Das Interview wurde vor etwa zwei Wochen ausgestrahlt. Daraufhin griffen auch Hamburger Medien das Thema auf. Friedrich Engel allerdings ist nicht zu sprechen. Bis auf eine Ausnahme: Er gab der Kollegin Elisabetta Rosapina der italienischen Zeitung Corriere della Sierra ein Interview, das in Auszügen im Hamburger Abendblatt nachgedruckt wurde. Darin bestreitet Engel die gegen ihn erhobenen Vorwürfe. Er sei lediglich bei einer Exekution von 59 Zivilisten, die wegen »Aktionen gegen uns Deutsche« verhaftet worden waren, »zugegen gewesen«. Er sei mit dem Hinrichtungsbefehl nicht einverstanden gewesen, habe sich der »Sühnemaßnahme« aber nicht widersetzen können. »Ich handelte auf Befehl. Damals habe ich nicht erkennen können, ob derartige Befehle widerrechtlich und strafbar waren. Nach den Erklärungen meines Vorgesetzten seien sie durch das Kriegsrecht gedeckt gewesen«, erklärte Engel schriftlich dem Hamburger Abendblatt. 

In der ARD sagte Engel letzte Woche: »Ja, ich bin beteiligt gewesen, fühle mich dafür aber nicht voll verantwortlich (...) Es waren alles von der Wehrmacht überstellte früher an Kampfhandlungen gegen die Deutschen beteiligte Partisanen, Terroristen oder ähnlich.
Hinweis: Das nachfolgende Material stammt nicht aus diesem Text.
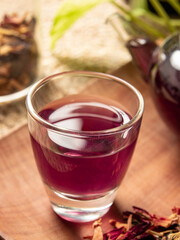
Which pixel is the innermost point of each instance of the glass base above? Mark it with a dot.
(75, 210)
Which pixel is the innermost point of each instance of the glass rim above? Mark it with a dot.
(49, 125)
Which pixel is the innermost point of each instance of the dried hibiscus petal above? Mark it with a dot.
(135, 231)
(115, 233)
(141, 225)
(145, 236)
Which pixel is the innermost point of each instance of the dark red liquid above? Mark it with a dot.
(83, 166)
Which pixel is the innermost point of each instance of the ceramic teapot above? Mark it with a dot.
(160, 67)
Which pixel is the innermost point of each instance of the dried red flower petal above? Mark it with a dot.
(145, 226)
(115, 233)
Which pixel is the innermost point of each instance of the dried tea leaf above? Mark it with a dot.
(98, 234)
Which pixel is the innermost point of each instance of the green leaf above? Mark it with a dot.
(68, 14)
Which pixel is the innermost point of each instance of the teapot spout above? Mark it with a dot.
(142, 51)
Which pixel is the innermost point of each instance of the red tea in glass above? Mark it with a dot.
(83, 144)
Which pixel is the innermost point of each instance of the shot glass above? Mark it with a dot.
(83, 128)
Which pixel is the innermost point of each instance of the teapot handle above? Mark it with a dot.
(142, 52)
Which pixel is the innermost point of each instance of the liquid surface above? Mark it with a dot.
(83, 166)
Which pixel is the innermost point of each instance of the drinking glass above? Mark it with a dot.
(83, 128)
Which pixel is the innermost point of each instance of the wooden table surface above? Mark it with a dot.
(152, 181)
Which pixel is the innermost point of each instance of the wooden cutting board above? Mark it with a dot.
(152, 181)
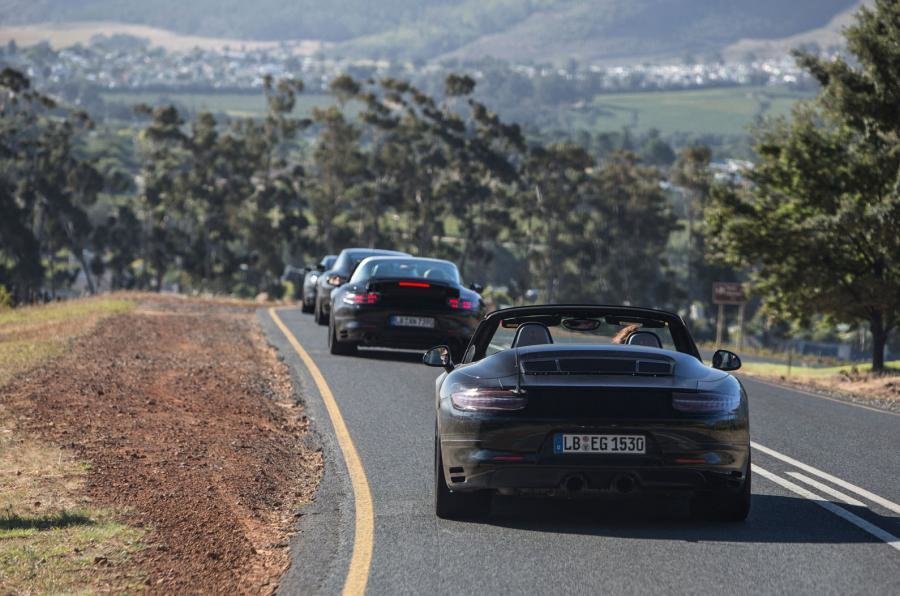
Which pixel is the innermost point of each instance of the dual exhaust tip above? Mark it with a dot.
(622, 484)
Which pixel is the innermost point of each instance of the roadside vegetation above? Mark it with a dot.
(856, 382)
(53, 539)
(210, 203)
(31, 335)
(168, 455)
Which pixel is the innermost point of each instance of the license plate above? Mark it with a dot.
(624, 444)
(404, 321)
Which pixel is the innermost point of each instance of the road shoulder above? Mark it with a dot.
(322, 545)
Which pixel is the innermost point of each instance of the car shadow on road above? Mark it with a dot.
(390, 355)
(773, 519)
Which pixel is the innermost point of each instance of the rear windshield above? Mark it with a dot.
(406, 268)
(579, 330)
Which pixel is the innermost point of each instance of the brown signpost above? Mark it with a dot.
(729, 293)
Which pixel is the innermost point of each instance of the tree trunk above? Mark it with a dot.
(879, 339)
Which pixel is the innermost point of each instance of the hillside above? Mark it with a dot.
(540, 30)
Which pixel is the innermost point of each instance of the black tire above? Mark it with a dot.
(320, 317)
(456, 505)
(724, 505)
(339, 348)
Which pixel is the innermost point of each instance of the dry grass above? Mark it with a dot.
(51, 540)
(34, 334)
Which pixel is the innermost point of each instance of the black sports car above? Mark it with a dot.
(403, 302)
(308, 289)
(338, 274)
(589, 401)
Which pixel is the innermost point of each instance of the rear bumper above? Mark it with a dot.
(517, 456)
(372, 328)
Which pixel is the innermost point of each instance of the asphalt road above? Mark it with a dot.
(825, 516)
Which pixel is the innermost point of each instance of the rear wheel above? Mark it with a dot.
(724, 505)
(340, 348)
(455, 505)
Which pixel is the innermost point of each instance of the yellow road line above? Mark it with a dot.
(361, 559)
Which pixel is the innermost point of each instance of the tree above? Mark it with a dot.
(45, 187)
(820, 226)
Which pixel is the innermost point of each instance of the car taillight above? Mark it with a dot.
(460, 304)
(361, 297)
(488, 399)
(705, 402)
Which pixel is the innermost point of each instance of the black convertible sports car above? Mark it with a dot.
(308, 289)
(589, 401)
(338, 274)
(403, 302)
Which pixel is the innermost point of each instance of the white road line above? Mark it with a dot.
(857, 521)
(890, 505)
(826, 489)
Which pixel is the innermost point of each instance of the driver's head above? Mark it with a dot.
(622, 336)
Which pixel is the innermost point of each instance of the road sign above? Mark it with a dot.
(726, 292)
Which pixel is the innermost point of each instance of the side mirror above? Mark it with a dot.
(439, 356)
(726, 360)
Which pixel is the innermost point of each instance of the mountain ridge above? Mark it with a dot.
(542, 31)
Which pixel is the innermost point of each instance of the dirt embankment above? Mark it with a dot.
(188, 422)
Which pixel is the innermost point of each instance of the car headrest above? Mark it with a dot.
(647, 339)
(531, 334)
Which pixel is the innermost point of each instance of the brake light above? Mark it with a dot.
(474, 400)
(361, 297)
(460, 304)
(705, 402)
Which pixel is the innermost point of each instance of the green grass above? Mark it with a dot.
(808, 372)
(233, 104)
(725, 111)
(51, 539)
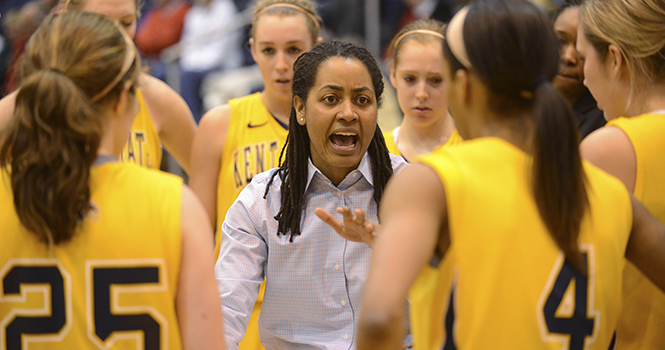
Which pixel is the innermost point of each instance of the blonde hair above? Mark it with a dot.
(422, 30)
(78, 5)
(75, 65)
(291, 7)
(636, 28)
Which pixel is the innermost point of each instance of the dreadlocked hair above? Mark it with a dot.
(295, 154)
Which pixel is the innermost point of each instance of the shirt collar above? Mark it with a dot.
(364, 168)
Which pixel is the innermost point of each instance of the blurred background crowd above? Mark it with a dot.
(199, 47)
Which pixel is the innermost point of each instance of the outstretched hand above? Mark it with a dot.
(354, 227)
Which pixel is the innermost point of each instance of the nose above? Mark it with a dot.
(281, 63)
(421, 92)
(347, 111)
(569, 55)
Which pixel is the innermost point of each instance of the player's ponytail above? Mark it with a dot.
(558, 175)
(54, 142)
(511, 46)
(76, 65)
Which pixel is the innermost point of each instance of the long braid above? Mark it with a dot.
(296, 152)
(382, 168)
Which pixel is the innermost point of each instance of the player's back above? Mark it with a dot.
(513, 288)
(113, 285)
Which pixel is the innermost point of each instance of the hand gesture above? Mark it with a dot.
(354, 226)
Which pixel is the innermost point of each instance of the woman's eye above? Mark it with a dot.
(436, 81)
(295, 50)
(363, 100)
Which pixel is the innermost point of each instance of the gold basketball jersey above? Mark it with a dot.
(144, 146)
(511, 286)
(389, 136)
(253, 144)
(643, 317)
(113, 286)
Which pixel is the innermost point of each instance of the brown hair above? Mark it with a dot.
(306, 8)
(636, 28)
(419, 29)
(511, 46)
(53, 138)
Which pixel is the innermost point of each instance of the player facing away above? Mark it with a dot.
(538, 237)
(95, 253)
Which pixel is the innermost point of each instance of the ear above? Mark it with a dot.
(299, 106)
(251, 48)
(463, 84)
(123, 102)
(393, 78)
(615, 60)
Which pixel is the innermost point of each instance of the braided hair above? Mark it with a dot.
(294, 157)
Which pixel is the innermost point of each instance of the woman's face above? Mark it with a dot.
(570, 80)
(276, 44)
(340, 115)
(123, 12)
(418, 79)
(597, 78)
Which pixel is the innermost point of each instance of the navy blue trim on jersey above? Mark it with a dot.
(450, 321)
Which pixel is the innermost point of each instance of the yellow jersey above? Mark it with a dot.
(144, 146)
(391, 140)
(253, 145)
(113, 286)
(643, 317)
(512, 288)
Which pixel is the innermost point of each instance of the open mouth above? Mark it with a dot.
(568, 76)
(344, 141)
(422, 110)
(283, 82)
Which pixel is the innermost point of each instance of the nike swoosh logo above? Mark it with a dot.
(256, 125)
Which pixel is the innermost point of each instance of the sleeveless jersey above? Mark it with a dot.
(643, 317)
(513, 289)
(253, 144)
(144, 146)
(113, 286)
(390, 137)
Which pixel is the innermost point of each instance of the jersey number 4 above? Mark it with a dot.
(53, 321)
(565, 307)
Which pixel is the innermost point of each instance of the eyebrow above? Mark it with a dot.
(339, 88)
(288, 43)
Sie wären also bei einer genauen Prüfung bei Prozessen und so weiter sowieso diesem Urteil verfallen gewesen.« Engel betonte zudem, daß er bei der Hamburger Staatsanwaltschaft schon einmal selbst Anzeige erstattet habe, danach sei aber nichts passiert.
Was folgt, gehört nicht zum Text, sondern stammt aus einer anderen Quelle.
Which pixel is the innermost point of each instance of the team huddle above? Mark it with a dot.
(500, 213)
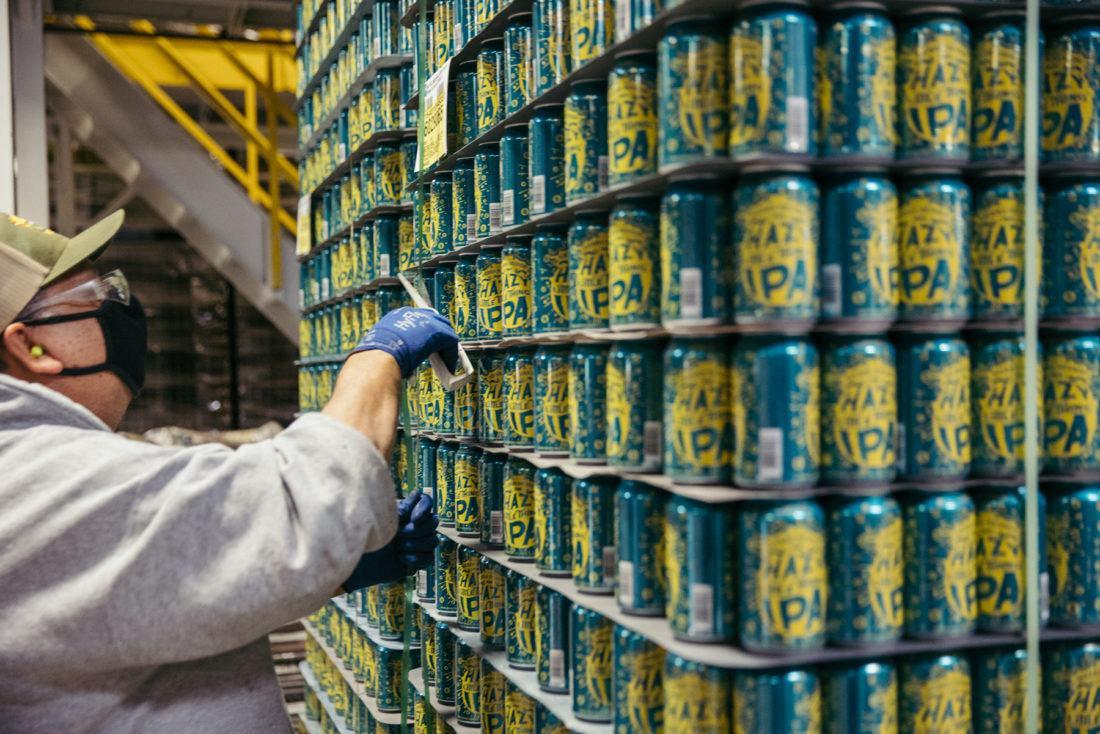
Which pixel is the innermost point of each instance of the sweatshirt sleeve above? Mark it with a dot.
(149, 556)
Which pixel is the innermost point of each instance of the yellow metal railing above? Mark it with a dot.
(211, 67)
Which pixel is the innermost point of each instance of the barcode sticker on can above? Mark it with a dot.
(770, 455)
(798, 124)
(831, 289)
(702, 610)
(691, 293)
(538, 195)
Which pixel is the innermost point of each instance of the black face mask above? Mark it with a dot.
(125, 336)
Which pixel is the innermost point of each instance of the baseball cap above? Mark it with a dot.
(32, 256)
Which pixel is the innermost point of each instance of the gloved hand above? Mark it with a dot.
(410, 336)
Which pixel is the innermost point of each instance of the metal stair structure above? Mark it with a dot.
(166, 166)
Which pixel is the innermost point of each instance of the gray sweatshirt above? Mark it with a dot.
(138, 582)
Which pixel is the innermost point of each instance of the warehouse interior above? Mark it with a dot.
(551, 365)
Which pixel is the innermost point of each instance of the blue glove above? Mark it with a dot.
(410, 336)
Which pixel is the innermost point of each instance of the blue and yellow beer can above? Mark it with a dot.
(553, 654)
(866, 571)
(934, 87)
(939, 541)
(550, 281)
(466, 685)
(468, 587)
(640, 537)
(860, 698)
(693, 92)
(515, 200)
(521, 634)
(635, 406)
(492, 604)
(1071, 250)
(552, 434)
(518, 64)
(593, 534)
(585, 142)
(696, 272)
(1071, 404)
(464, 314)
(519, 398)
(776, 412)
(592, 666)
(553, 523)
(859, 248)
(487, 189)
(776, 242)
(516, 286)
(468, 491)
(699, 570)
(518, 510)
(1070, 671)
(492, 413)
(631, 117)
(697, 698)
(859, 411)
(857, 84)
(547, 145)
(634, 245)
(1073, 533)
(771, 87)
(491, 481)
(935, 694)
(777, 701)
(587, 404)
(638, 689)
(934, 392)
(783, 585)
(1070, 84)
(998, 407)
(697, 403)
(589, 295)
(997, 249)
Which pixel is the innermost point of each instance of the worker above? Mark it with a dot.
(138, 583)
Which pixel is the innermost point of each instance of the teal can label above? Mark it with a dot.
(640, 544)
(547, 132)
(693, 94)
(783, 584)
(634, 406)
(593, 530)
(699, 565)
(634, 245)
(592, 666)
(776, 412)
(935, 694)
(518, 510)
(520, 621)
(553, 524)
(771, 87)
(859, 412)
(934, 385)
(941, 570)
(549, 282)
(696, 274)
(553, 654)
(781, 701)
(866, 571)
(934, 89)
(587, 403)
(552, 433)
(638, 693)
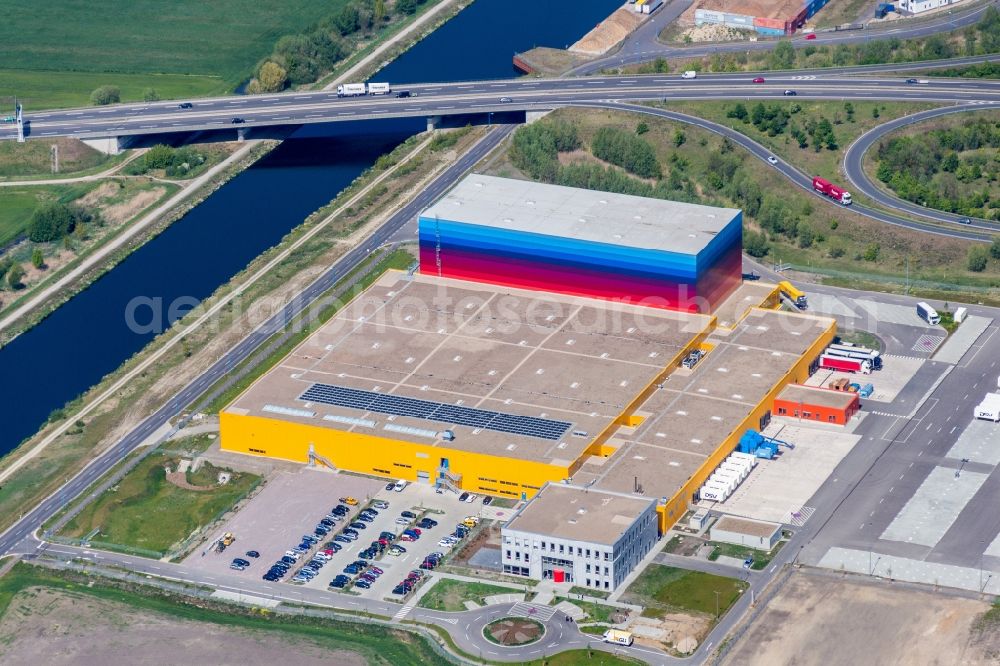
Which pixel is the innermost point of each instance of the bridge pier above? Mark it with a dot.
(532, 116)
(109, 145)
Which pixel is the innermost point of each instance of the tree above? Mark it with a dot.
(783, 55)
(106, 95)
(755, 244)
(271, 77)
(14, 276)
(50, 222)
(977, 258)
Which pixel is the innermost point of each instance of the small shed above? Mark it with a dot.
(745, 532)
Der Fall Friedrich Engel wirft eine Menge Fragen auf. Die Grünen-Abspaltung »Gruppe Regenbogen - für eine neue Linke« stellte sofort nach Bekanntwerden dieses Falls eine Anfrage an die Hamburger Bürgerschaft, um etwas Licht in das Dunkel um diesen Justizskandal zu bringen.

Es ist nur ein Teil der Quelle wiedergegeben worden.